Why FDA Approval?

With the desperate search for a coronavirus vaccine and medicines to reduce the seriousness of the disease comes a lot of discussion about FDA approval. One side argues that speed is of the essence and we need to accelerate the process. The other side argues that we can never be sure of a drug’s effectiveness without proper testing. (This will reflect some of the information from last week’s entry, “Understanding Experiments.”) 

The FDA admits, “It takes on average 12 years and over US$350 million to get a new drug from the laboratory onto the pharmacy shelf.” The first step requires about three years of laboratory testing before testing on humans. “Only one in 1000 of the compounds that enter laboratory testing will ever make it to human testing.” 

Next comes a three-phase process. First they must test for safety. Next they need 100 to 300 volunteers to test for basic effectiveness. Finally 1000 to 3000 patients in clinics and hospitals are monitored for effectiveness and to identify adverse reactions. Each phase can easily take years to complete. (And some people wonder why drugs cost so much and why the companies fight and scheme to protect their patents.)

In the interim some drugs that have been previously approved for other diseases are being tested on coronavirus patients. This practice of prescribing drugs off-label is really quite common in the US. WebMD writes, “Off-label prescribing isn't necessarily bad. It can be beneficial, especially when patients have exhausted all other approved options.”

This is why FDA approval is so valuable and why makers of so many pills, salves, ointments and medical devices are so eager to try to take credit for having cleared this hurdle. Otherwise the law requires them to post the familiar disclaimer: “The statements made regarding these products have not been evaluated by the Food and Drug Administration. These products are not intended to diagnose, treat, cure or prevent any disease.” (But the disclaimer is familiar only to those who bother to read the fine print.)

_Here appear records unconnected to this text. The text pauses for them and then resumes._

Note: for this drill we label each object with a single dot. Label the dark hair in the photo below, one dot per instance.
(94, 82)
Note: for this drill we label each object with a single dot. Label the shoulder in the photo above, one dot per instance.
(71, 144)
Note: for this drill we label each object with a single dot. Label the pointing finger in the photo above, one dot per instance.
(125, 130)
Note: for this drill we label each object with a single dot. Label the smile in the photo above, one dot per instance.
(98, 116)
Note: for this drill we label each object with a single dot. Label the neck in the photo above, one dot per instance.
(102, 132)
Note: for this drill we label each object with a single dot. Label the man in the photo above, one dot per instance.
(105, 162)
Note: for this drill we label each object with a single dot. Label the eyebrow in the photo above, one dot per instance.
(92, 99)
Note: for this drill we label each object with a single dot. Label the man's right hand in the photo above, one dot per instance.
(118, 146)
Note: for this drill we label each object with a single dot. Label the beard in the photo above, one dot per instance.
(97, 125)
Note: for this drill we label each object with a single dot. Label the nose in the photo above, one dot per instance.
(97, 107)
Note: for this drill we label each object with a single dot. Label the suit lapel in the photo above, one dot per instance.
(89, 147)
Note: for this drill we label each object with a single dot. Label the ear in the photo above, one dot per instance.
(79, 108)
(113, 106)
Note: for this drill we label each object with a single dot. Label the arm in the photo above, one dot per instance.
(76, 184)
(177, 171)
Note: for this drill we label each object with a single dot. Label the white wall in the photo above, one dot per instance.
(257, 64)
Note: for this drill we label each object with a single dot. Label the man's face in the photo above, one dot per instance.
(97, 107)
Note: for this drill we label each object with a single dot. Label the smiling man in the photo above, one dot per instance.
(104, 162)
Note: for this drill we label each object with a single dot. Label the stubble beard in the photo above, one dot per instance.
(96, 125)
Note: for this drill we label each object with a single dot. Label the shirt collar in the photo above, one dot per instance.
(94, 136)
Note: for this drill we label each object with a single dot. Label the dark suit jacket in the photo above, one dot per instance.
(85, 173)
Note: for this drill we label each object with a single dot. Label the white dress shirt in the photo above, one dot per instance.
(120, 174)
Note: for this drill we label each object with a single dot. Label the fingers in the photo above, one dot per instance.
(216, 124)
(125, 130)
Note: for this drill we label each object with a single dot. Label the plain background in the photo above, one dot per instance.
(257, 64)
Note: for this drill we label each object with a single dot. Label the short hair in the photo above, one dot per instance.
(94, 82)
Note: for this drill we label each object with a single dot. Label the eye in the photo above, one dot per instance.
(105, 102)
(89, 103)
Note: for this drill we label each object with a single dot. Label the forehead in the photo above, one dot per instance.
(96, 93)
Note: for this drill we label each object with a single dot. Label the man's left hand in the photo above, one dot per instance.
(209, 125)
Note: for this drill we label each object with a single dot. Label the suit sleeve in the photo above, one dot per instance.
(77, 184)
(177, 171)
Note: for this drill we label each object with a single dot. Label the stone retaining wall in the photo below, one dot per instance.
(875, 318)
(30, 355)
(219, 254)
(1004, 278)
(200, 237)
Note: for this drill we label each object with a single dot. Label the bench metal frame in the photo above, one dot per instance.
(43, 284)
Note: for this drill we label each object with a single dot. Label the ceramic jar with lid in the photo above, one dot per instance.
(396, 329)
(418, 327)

If companies fail to do this, it’s not the FDA but the Federal Trade Commission (FTC) that comes after them for misrepresentation, as they did in this case – one of many that show up almost weekly.

“Under a settlement with the Federal Trade Commission, the marketers of an electrical nerve stimulation device called Quell have agreed to pay at least $4 million and stop making deceptive claims that the device treats pain throughout the body when placed below the knee and is clinically proven and cleared by the Food and Drug Administration (FDA) to do so.” (From an FTC press release.)

I checked their website and found that they no longer show the device as FDA approved (to treat or cure), but still do try to give that impression through endorsements and research posters. They continue to mention the FDA at least twice on the site, referring only to registration, not approval – big difference. In summary, the “FTC alleged that the defendants lack scientific evidence to support widespread chronic pain relief claims…” but the site lists no such disclaimer. It’s big business and a $4 million fine pales in comparison to a $350 million development cost.

That it is “100% drug free and non-surgical” while it “stimulates sensory nerves with safe and precise electrical pulses to trigger a natural pain relief response” appeals to people with chronic pain trying to avoid addictive drugs. It’s understandable how such a device would tempt people, and if placebo does the trick it might be worth $300 plus an on-going expense for fresh electrodes.

Like so many other health and medical decisions, avoiding such questionable products is all about a little research and critical thinking.